Padilla, a U.S. citizen from Chicago, was once accused of being part of an al-Qaida plot to detonate a radioactive “dirty bomb” in the U.S., but those allegations were not part of his trial.

Padilla, 36, and his foreign-born co-defendants, Adham Amin Hassoun and Kifah Wael Jayyousi, were convicted of conspiracy to murder, kidnap and maim people overseas, which carries a penalty of life in prison. All three were also convicted of two terrorism material support counts, which carry potential 15-year sentences each.  read more..

Christian Science Monitor has an interesting article in regards to the legal issues that tie to this case and the reasons as to why their is no mention of the “dirty bomb” that the government accused him of plotting.  Although, I must say that I do not agree with the opinions that this would have exposed the underside of America’s war on terror as Padilla now being found guilty by a jury of his peers actually does more damage to the tactics being used in this war on terror.
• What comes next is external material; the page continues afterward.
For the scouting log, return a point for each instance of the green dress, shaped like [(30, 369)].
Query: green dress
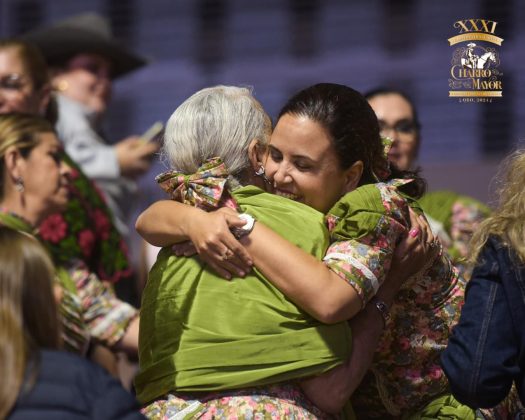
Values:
[(365, 226), (199, 332), (454, 218)]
Read the whole article Beyond Padilla terror case, huge legal battles.

2 Comments leave one →
  1. August 17, 2007 5:44 pm

    The Padilla case is far from over, as there will be many appeals and more of the governments overreaching tactics will hopefully be exposed. The real war on terror is with our own fear and mistrust, as it always has been.

    Ya Haqq!

  2. August 17, 2007 6:06 pm

    I agree Irving. I’m sure there will be many appeals. I’ve hardly been keeping up with this trial but reading some of the articles I am forced to ask some questions in regards to the way this war on terror is being fought. Quite honestly, I’m not even sure how “the dirty bomber” could even get a fair trial here in the states. I often wonder how there is no call for an international tribunal in these cases. Can we really be objective in these cases?

    Still, I hope that we can see past all of the “see, our intelligence paid off” and realize that our internationally recognized illegal tactics are not needed for convictions. If we can realize this maybe we can win that war on fear and mistrust.

    I think I’ll elaborate a little more on this in another post.